Nur prähistorische Funde wie der Yamashita-Höhlenmensch, der auf 32.000 v. Chr. zurückdatiert werden konnte, geben ein wenig Aufschluss über die Kulturen der Ryūkyū-Inseln zu dieser Zeit. Bis jetzt konnte man durch Funde von prähistorischen Abfallhaufen, die auf 2000 bis 500 Jahre vor Christus datiert werden, auf zwei unterschiedliche Kulturen schließen. Durch Ausgrabungen im Jahre 1963 wurden auch Kontakte zur Yayoi-Kultur des japanischen Festlandes nachgewiesen. Auf den weiter südwestlich gelegenen Inselgruppen Miyako und Yaeyama hingegen wurden bis jetzt weder für Kontakte zur Yayoi noch zur Jōmon-Kultur Beweise gefunden. Bis ungefähr 1000 n. Chr., in manchen Teilen sogar bis ins 14. Jahrhundert hinein waren neolithische Kulturen vorherrschend.
Die Lebensweise der Ryūkyū-Einwohner wurde immer komplexer. Ab dem Jahr 1000 n. Chr. entwickelte sich ein hierarchisches soziales System und infolgedessen soziale Differenzierung. Die Einwohner spezialisierten sich immer mehr in ihren Fertigkeiten. Erstmals gab es Kontakt zu Japan. Es entbrannte ein politischer und militärischer Wettkampf zwischen den verschiedenen Gemeinschaften, der von den regionalen Herrschern („Aji“) geführt wurde.
Shunten Aji (1166–1237) ging aus diesem Wettbewerb erfolgreich hervor und war als erster Herrscher imstande, seine Überlegenheit zur Einigung mit anderen Ryūkyū-Herrschern zu nutzen.
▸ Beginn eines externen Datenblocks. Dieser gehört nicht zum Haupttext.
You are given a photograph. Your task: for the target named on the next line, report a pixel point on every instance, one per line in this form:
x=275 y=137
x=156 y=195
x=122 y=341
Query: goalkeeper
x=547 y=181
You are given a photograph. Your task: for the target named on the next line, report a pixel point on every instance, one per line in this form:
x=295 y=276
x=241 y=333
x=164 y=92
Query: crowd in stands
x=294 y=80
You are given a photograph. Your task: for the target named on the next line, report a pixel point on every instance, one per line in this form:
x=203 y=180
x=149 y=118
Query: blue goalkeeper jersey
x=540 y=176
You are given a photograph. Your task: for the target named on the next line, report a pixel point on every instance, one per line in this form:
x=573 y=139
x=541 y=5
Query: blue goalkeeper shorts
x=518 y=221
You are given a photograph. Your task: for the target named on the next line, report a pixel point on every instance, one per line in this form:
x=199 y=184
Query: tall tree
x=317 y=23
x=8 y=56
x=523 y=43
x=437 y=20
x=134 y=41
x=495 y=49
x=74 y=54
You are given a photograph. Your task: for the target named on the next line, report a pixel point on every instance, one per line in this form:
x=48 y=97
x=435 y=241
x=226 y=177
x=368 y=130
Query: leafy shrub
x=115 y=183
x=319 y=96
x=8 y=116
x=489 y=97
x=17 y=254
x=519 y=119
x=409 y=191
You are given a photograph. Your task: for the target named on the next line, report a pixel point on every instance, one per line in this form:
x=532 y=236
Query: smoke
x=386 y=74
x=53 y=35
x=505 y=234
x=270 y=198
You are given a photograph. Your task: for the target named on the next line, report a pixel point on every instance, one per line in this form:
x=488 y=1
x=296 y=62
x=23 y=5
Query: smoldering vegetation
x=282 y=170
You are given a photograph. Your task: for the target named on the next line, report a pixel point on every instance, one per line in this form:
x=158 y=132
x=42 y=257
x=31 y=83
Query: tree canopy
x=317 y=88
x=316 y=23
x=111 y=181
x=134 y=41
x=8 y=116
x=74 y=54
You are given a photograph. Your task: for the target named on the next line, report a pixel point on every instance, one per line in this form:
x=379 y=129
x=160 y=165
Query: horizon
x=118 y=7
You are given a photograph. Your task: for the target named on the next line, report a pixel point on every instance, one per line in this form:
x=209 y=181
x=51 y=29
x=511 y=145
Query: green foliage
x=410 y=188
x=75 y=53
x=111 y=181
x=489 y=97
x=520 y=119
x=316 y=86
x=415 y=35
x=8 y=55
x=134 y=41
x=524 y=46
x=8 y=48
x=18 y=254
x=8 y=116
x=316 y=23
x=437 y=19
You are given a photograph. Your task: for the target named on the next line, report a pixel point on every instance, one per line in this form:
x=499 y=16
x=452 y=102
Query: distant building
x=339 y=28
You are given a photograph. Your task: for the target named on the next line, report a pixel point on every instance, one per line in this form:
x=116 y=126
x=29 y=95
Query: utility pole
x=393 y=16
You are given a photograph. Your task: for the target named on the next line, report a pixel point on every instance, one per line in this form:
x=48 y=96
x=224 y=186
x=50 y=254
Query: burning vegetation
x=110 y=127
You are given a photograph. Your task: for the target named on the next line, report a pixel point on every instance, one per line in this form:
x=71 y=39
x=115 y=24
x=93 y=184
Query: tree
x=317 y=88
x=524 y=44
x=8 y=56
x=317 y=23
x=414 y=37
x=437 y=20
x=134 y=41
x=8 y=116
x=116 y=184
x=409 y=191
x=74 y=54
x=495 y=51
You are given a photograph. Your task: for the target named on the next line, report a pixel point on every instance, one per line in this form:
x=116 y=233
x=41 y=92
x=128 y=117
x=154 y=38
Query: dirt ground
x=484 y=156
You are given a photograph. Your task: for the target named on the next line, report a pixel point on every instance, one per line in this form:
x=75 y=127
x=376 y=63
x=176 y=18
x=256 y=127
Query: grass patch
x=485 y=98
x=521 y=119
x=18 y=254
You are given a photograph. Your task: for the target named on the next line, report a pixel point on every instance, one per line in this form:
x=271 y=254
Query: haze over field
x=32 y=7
Im 14. Jahrhundert begründete König Satto (1321–95) diplomatische Beziehungen mit Korea, Japan und China; erste Tribut- und Handelsmissionen wurden nach China geschickt. Wissen und Kultur wurde so zwischen den Ländern ausgetauscht, wodurch z. B. das Sanshin (vgl. Shamisen), ein gitarrenähnliches Musikinstrument, nach Okinawa gebracht wurde und von dort aus später in Japan Verbreitung fand. König Shō Hashi (1372–1439) einigte das Königreich Ryūkyū vollständig ungefähr im Jahre 1429 und gründete die erste Shō-Dynastie. König Shō Shin (1477–1526) der zweiten Shō-Dynastie, die bis 1879 andauerte, entwaffnete die lokalen Kriegsherren. Er zwang sie in der Hauptstadt Shuri zu leben. Die Administration der lokalen Regionen übernahmen fortan offizielle Beamte.
Mitte des 16. Jahrhunderts reichte das Einzugsgebiet des Königreichs Ryūkyū über alle vier Hauptinselgruppen. Es entwickelte sich ein soziales Klassensystem, das dazu führte, dass weiterhin viele Einwohner der Ryūkyū-Inseln in Armut leben mussten. Gleichzeitig wurde das Königreich um ein stehendes Heer verstärkt.
Bis ins 16. Jahrhundert konnte das kleine Königreich Ryūkyū in weitgehender Unabhängigkeit von Japan und China existieren. Das 15. und 16. Jahrhundert gilt als Goldenes Zeitalter. In Japan waren die Landesfürsten mit Machtkämpfen beschäftigt. China hingegen verfolgte eine Politik der Semi-Isolation und war mit regelmäßigen symbolischen Tributmissionen zufriedengestellt. Dabei gelangte das Ryūkyū-Königreich aufgrund seiner günstigen Handelsposition zwischen Japan und China zu beträchtlichem Wohlstand. Kulturelle Errungenschaften wie z. B. Karate, dessen Beliebtheit durch Waffenverbote verstärkt wurde, sind ein Zeichen dafür.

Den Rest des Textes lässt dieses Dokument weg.